她被殷氏趕盡殺絕的時候,恨不得自己能拿著一把機槍,沖進殷氏大樓一頓掃射,上上下下全部殺光才痛快。然而她不能,她像個螻蟻一樣,東躲西藏才保住一條命。
可現在,她動了動手指頭,陸永雋不堪重負,就那么沒了。
她分不清楚自己的淚,是太高興,太釋然,覺得太輕易而太得意,還是什么別的感情,她只想大哭一場。
簫弘安一句話沒說,伸出他長長的手臂,將佳人攬在胸前,他低頭和她靠在一起,他同樣痛恨殷氏及相關的人。“我心里也不好受,我們想要復仇,卻不享受這個過程,可能因為,我們人不壞。”

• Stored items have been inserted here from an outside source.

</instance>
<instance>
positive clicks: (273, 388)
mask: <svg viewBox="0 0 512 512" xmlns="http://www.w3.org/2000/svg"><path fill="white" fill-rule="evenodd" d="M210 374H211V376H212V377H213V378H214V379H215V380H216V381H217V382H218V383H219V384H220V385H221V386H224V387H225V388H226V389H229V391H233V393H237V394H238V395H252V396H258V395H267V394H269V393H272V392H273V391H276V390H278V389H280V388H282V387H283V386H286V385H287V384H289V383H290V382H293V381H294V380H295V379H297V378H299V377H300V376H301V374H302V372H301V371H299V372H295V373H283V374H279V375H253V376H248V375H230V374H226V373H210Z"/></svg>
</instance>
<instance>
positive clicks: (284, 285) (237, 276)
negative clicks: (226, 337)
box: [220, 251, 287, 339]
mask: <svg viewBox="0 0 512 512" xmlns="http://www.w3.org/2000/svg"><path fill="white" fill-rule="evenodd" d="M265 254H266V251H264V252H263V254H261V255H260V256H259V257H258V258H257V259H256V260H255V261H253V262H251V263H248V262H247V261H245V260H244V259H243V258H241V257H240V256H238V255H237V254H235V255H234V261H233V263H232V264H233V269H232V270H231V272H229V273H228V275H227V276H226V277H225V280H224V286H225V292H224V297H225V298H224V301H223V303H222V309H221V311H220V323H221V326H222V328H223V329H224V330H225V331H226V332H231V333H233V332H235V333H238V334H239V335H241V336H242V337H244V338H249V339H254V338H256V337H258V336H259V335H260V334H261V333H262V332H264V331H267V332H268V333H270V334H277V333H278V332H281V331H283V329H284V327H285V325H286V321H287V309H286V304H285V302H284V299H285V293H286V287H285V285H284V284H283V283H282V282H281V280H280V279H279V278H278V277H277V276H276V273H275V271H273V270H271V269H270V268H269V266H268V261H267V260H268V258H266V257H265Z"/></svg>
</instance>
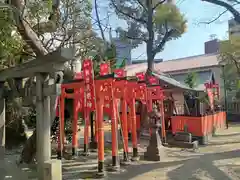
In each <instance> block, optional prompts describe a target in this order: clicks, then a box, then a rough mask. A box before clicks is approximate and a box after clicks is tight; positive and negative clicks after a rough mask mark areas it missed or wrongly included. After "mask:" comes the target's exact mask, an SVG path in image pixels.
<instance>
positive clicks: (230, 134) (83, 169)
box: [6, 125, 240, 180]
mask: <svg viewBox="0 0 240 180" xmlns="http://www.w3.org/2000/svg"><path fill="white" fill-rule="evenodd" d="M146 145H147V142H146V141H143V142H141V147H140V149H141V151H144V148H145V146H146ZM239 147H240V125H232V126H230V128H229V129H228V130H224V131H222V132H219V133H217V136H216V137H213V138H212V139H211V141H210V144H209V145H208V146H206V147H200V149H199V150H198V151H197V152H191V151H190V150H181V149H177V148H166V149H165V150H166V154H167V157H163V159H162V161H161V162H157V163H153V162H147V161H139V162H137V163H133V164H132V165H130V166H126V167H121V172H120V173H117V174H114V173H108V174H107V177H106V178H105V179H109V180H127V179H129V180H146V179H148V180H154V179H157V180H240V150H239ZM6 157H7V159H8V160H9V162H12V161H14V159H16V157H15V156H14V155H6ZM96 157H97V154H96V153H93V154H92V155H91V156H89V157H79V158H78V160H74V161H63V177H64V179H68V180H77V179H94V176H93V175H95V173H96V168H97V160H96ZM109 161H111V157H110V155H109V154H108V155H106V164H108V162H109ZM10 164H11V165H12V166H11V165H9V166H8V168H7V172H9V173H8V174H9V175H8V178H6V179H14V180H15V179H16V180H27V179H34V171H30V170H29V169H27V168H26V167H25V170H24V171H23V170H20V169H19V168H17V167H16V166H15V167H14V163H10ZM27 171H28V172H27ZM15 173H16V174H17V175H15V178H14V174H15ZM11 174H12V175H11ZM10 176H12V178H11V177H10ZM22 178H23V179H22Z"/></svg>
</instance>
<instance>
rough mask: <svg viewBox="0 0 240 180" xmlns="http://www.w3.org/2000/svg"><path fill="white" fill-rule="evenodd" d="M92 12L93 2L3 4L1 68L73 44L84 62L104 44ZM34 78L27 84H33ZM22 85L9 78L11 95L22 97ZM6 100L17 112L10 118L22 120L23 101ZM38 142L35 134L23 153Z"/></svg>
mask: <svg viewBox="0 0 240 180" xmlns="http://www.w3.org/2000/svg"><path fill="white" fill-rule="evenodd" d="M91 11H92V8H91V2H90V1H74V0H56V1H52V0H48V1H43V0H36V1H22V0H11V1H6V2H5V3H1V4H0V17H1V19H0V68H7V67H10V66H15V65H16V64H19V63H22V62H23V61H25V60H29V58H30V57H31V58H32V57H36V56H42V55H46V54H48V53H49V52H51V51H53V50H57V49H59V48H61V47H69V46H70V45H71V46H72V45H73V46H75V48H76V54H75V58H80V59H83V58H84V57H86V56H88V55H89V54H92V53H94V52H95V51H97V50H98V49H100V48H101V47H100V46H101V44H102V43H101V42H99V40H100V39H99V38H98V37H97V34H96V33H95V32H94V31H93V30H92V28H91ZM66 69H69V67H66ZM33 79H34V78H30V79H29V81H27V83H26V84H30V85H34V81H33ZM22 84H23V83H22V79H17V80H16V79H9V80H8V83H7V84H6V85H7V91H9V92H10V93H9V94H10V95H11V94H14V95H20V92H19V91H18V90H17V87H22ZM20 85H21V86H20ZM13 92H14V93H13ZM7 100H8V102H9V104H11V106H13V107H14V109H16V113H13V114H11V116H10V115H8V114H7V116H8V117H10V118H9V119H13V120H16V118H18V119H21V118H22V117H23V116H22V115H21V111H22V101H21V99H20V98H13V97H12V96H7ZM16 114H17V116H15V115H16ZM13 127H16V126H13ZM21 132H22V131H21ZM35 141H36V131H34V133H33V136H32V137H31V138H29V140H28V142H27V143H26V146H25V148H24V151H23V154H25V155H26V154H29V150H30V149H31V148H33V147H34V144H36V142H35ZM30 151H31V150H30ZM25 155H23V159H22V160H23V161H25V162H29V161H28V159H29V158H28V157H29V156H30V155H31V154H29V155H27V156H25ZM30 159H31V158H30Z"/></svg>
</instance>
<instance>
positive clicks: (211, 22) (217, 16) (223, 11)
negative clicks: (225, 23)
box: [199, 10, 228, 24]
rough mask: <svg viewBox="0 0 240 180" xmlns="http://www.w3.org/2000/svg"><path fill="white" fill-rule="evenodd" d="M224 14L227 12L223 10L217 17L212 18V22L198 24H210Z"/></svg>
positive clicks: (205, 22) (216, 20)
mask: <svg viewBox="0 0 240 180" xmlns="http://www.w3.org/2000/svg"><path fill="white" fill-rule="evenodd" d="M226 12H228V10H225V11H223V12H221V13H220V14H219V15H218V16H217V17H215V18H213V19H212V20H210V21H207V22H200V23H199V24H211V23H213V22H215V21H217V20H218V19H219V18H220V17H221V16H222V15H224V14H225V13H226Z"/></svg>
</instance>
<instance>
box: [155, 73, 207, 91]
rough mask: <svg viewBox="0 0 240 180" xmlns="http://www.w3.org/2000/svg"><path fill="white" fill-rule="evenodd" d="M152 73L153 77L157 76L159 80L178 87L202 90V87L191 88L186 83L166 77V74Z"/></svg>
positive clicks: (181, 87) (156, 76) (155, 76)
mask: <svg viewBox="0 0 240 180" xmlns="http://www.w3.org/2000/svg"><path fill="white" fill-rule="evenodd" d="M153 75H154V76H155V77H157V78H158V79H159V80H162V81H164V82H165V83H168V84H171V85H172V86H175V87H177V88H180V89H184V90H189V91H202V89H198V88H194V89H192V88H190V87H188V86H187V85H185V84H182V83H180V82H178V81H176V80H175V79H173V78H171V77H168V76H167V75H164V74H157V73H153Z"/></svg>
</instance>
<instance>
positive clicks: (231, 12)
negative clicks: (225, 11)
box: [203, 0, 240, 23]
mask: <svg viewBox="0 0 240 180" xmlns="http://www.w3.org/2000/svg"><path fill="white" fill-rule="evenodd" d="M203 1H206V2H209V3H211V4H215V5H218V6H221V7H223V8H225V9H227V10H228V11H229V12H230V13H232V15H233V17H234V19H235V21H236V22H238V23H240V13H239V11H238V10H237V9H235V8H234V7H233V5H231V4H229V3H227V2H224V1H221V0H203Z"/></svg>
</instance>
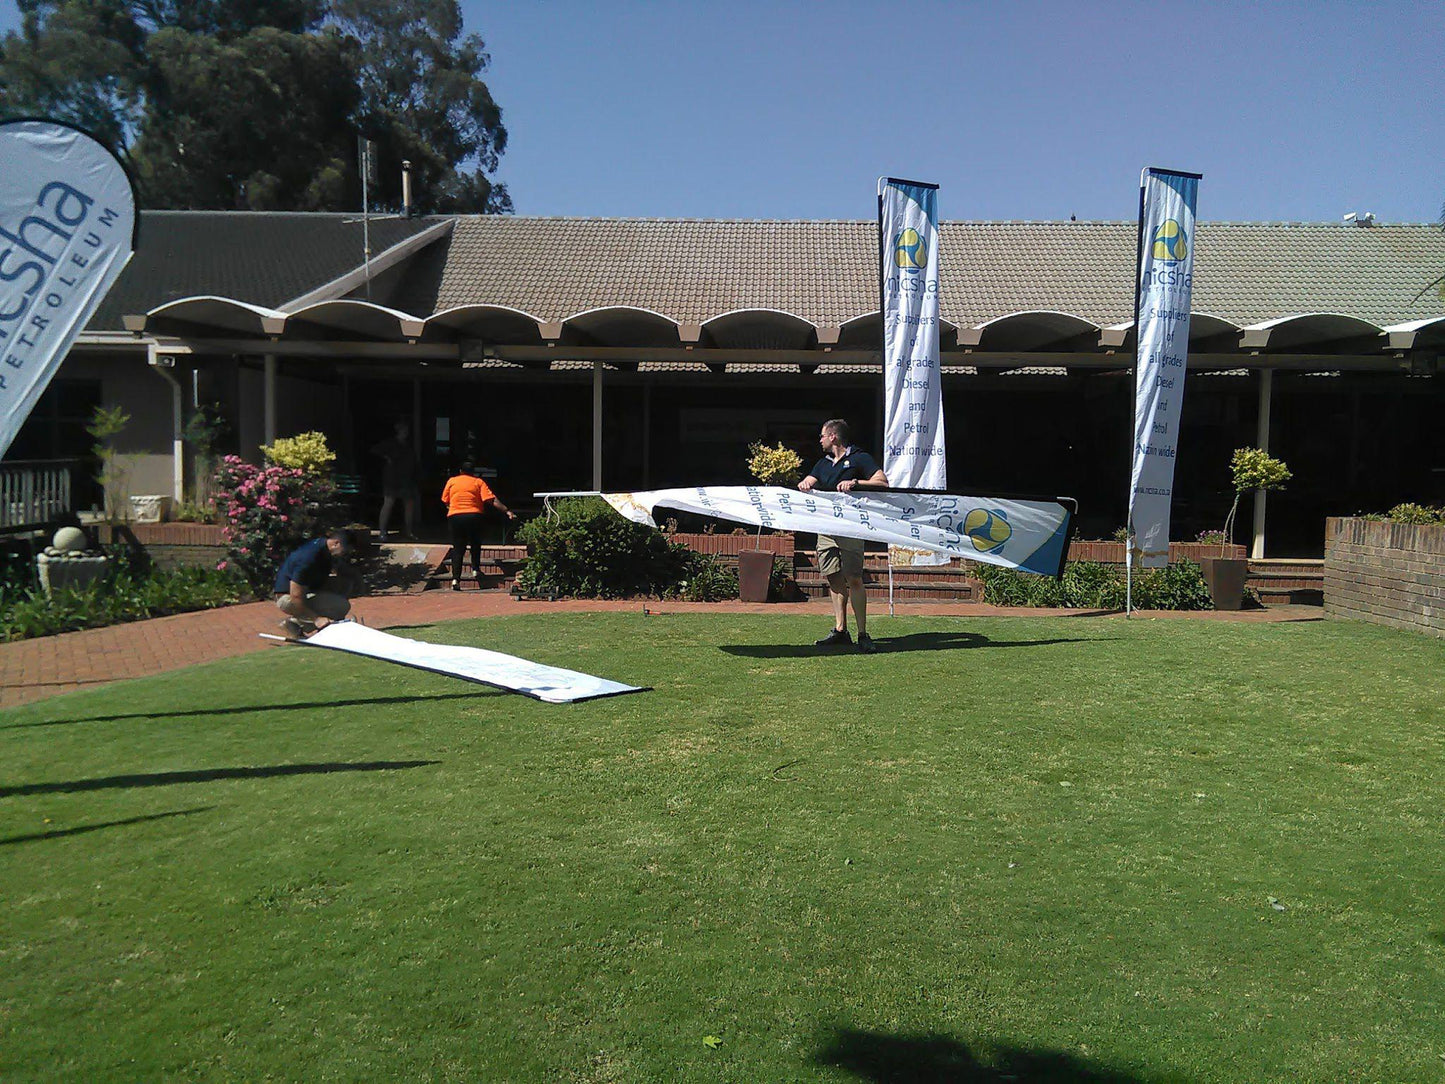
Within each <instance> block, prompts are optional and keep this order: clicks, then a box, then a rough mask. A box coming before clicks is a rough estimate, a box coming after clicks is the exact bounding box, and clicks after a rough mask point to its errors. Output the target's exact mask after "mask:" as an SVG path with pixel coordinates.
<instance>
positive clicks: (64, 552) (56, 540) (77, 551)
mask: <svg viewBox="0 0 1445 1084" xmlns="http://www.w3.org/2000/svg"><path fill="white" fill-rule="evenodd" d="M51 545H53V546H55V548H56V549H59V551H61V552H62V554H79V552H81V551H82V549H85V532H84V530H81V529H79V528H61V529H59V530H56V532H55V538H53V539H51Z"/></svg>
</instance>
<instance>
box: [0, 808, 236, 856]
mask: <svg viewBox="0 0 1445 1084" xmlns="http://www.w3.org/2000/svg"><path fill="white" fill-rule="evenodd" d="M214 808H215V806H214V805H201V806H197V808H195V809H171V811H169V812H163V814H146V815H144V817H126V818H124V820H120V821H101V822H100V824H81V825H77V827H75V828H53V830H51V831H48V833H29V834H26V835H7V837H4V838H3V840H0V847H13V846H14V844H17V843H39V841H42V840H64V838H65V837H68V835H85V834H87V833H98V831H104V830H105V828H121V827H124V825H127V824H146V822H147V821H163V820H166V818H171V817H194V815H195V814H198V812H210V811H211V809H214Z"/></svg>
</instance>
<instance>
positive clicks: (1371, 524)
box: [1325, 517, 1445, 637]
mask: <svg viewBox="0 0 1445 1084" xmlns="http://www.w3.org/2000/svg"><path fill="white" fill-rule="evenodd" d="M1325 614H1327V616H1328V617H1350V619H1354V620H1360V621H1373V623H1374V624H1389V626H1392V627H1394V629H1413V630H1416V632H1426V633H1431V635H1432V636H1442V637H1445V526H1423V525H1418V523H1389V522H1379V520H1368V519H1341V517H1331V519H1327V520H1325Z"/></svg>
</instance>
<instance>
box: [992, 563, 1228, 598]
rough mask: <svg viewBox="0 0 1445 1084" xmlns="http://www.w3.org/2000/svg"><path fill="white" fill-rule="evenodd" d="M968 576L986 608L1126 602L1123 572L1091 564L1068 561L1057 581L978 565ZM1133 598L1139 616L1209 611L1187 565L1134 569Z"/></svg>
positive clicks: (1104, 565) (1122, 568) (1105, 565)
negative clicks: (972, 571) (981, 592)
mask: <svg viewBox="0 0 1445 1084" xmlns="http://www.w3.org/2000/svg"><path fill="white" fill-rule="evenodd" d="M974 575H975V577H977V578H978V580H980V581H981V582H983V585H984V601H985V603H988V604H990V606H1048V607H1066V608H1072V610H1120V608H1123V607H1124V601H1126V590H1127V588H1126V582H1124V577H1126V572H1124V569H1123V568H1121V567H1118V565H1101V564H1098V562H1095V561H1071V562H1069V564H1066V565H1065V567H1064V575H1062V577H1061V578H1058V580H1053V578H1049V577H1042V575H1033V574H1029V572H1020V571H1017V569H1014V568H998V567H997V565H978V567H975V568H974ZM1133 595H1134V606H1136V607H1137V608H1140V610H1208V608H1211V603H1209V588H1208V587H1207V585H1205V582H1204V574H1202V572H1201V569H1199V565H1196V564H1194V562H1192V561H1178V562H1175V564H1172V565H1168V567H1166V568H1143V569H1137V571H1136V572H1134V591H1133Z"/></svg>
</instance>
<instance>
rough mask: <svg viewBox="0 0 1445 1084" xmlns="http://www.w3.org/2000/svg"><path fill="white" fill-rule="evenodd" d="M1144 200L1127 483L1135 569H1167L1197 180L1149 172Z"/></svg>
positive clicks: (1183, 367)
mask: <svg viewBox="0 0 1445 1084" xmlns="http://www.w3.org/2000/svg"><path fill="white" fill-rule="evenodd" d="M1139 184H1140V194H1139V292H1137V301H1136V308H1134V327H1136V328H1137V337H1136V338H1137V344H1139V345H1137V351H1139V353H1137V363H1136V366H1134V451H1133V468H1131V471H1130V478H1129V529H1130V536H1131V539H1133V543H1131V546H1130V549H1129V558H1127V559H1129V562H1130V565H1133V564H1139V565H1142V567H1144V568H1159V567H1163V565H1168V564H1169V504H1170V500H1172V499H1173V464H1175V452H1176V449H1178V447H1179V416H1181V410H1182V408H1183V374H1185V367H1186V361H1188V356H1189V295H1191V291H1192V286H1194V208H1195V201H1196V198H1198V194H1199V175H1198V173H1175V172H1170V171H1168V169H1146V171H1144V172H1143V175H1142V176H1140V181H1139Z"/></svg>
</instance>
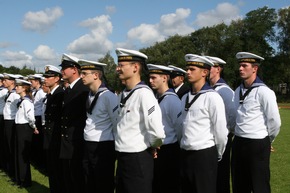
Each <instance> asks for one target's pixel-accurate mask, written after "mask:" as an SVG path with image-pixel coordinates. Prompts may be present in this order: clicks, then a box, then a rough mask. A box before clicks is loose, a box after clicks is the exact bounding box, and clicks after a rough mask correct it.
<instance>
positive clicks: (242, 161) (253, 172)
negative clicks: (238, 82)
mask: <svg viewBox="0 0 290 193" xmlns="http://www.w3.org/2000/svg"><path fill="white" fill-rule="evenodd" d="M236 57H237V59H238V61H239V63H243V62H245V63H251V64H252V63H253V64H254V65H258V64H259V63H260V61H262V60H264V58H262V57H260V56H257V55H255V54H252V53H248V52H239V53H237V54H236ZM234 101H235V107H236V126H235V138H234V141H233V150H232V171H233V190H234V192H235V193H239V192H241V193H250V192H252V191H253V192H255V193H269V192H271V190H270V168H269V161H270V148H271V143H272V142H273V140H274V139H275V137H276V136H277V135H278V133H279V131H280V126H281V119H280V115H279V109H278V105H277V102H276V96H275V93H274V92H273V91H272V90H271V89H269V88H268V87H267V86H266V85H265V84H264V83H263V82H262V81H261V80H260V79H259V77H257V78H256V80H255V81H254V82H253V83H252V85H251V87H250V88H245V86H244V84H243V83H242V84H241V85H240V86H239V87H238V88H237V89H236V90H235V100H234Z"/></svg>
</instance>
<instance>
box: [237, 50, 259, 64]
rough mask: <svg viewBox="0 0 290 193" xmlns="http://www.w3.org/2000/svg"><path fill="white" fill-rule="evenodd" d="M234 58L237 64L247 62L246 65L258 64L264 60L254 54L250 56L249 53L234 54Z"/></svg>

她想要個公道,但沒有做好奪他人性命的準備。哭夠了,她抽泣著抬起頭。
“這些原件我都掃描過了,頂尖設備,紙片上的斑點都沒放過,現在這資料怎么處理?”簫弘安將仍舊揣在懷里的一疊資料砸在臺面上。
佳人想了想,蹲在烤箱邊,拉開一個柜門,搬出兩袋咖啡豆,抽出一片木板,里頭居然藏著個保險箱,擰開密碼鎖,把資料鎖好,重又放置好物件,合上門。
“嘖嘖嘖,奇門遁甲。”簫弘安也恢復了精神頭,重又陰陽怪氣。
“這留著一天,就有一天的隱患,碎紙機里碎掉又可惜,倒不如找個合適的機會,塞到別人那里去。”
兩人在L型的臺面邊無言地站了會兒,收拾好心情,走下樓去。
柜臺邊,一個衣著低調的男人抬頭望向佳人,黑羊毛呢子的大衣敞開,手腕上兩顆卡地亞袖扣更顯示出不是普通人。
“陳小姐你好,我是榕莊的總經理助理,林素。”
“林先生好!”佳人已經伸手和他握了握,聽說是榕莊的,也就是容家的助理了,心下有了猜想,即刻被證實。
“二月十四號,情人節那天,有一場重要的訂婚宴,現在全安臨城最火的蛋糕莫過這佳麥森林的,所以特地來訂蛋糕和甜品臺,花樣和要求都打在這張紙上了,陳小姐請過目。”
殷柔再是抵抗,還是拗不過兩個家族的力量,心里泛出一絲憐憫,填好一張訂貨單,讓林素簽好,一式兩份。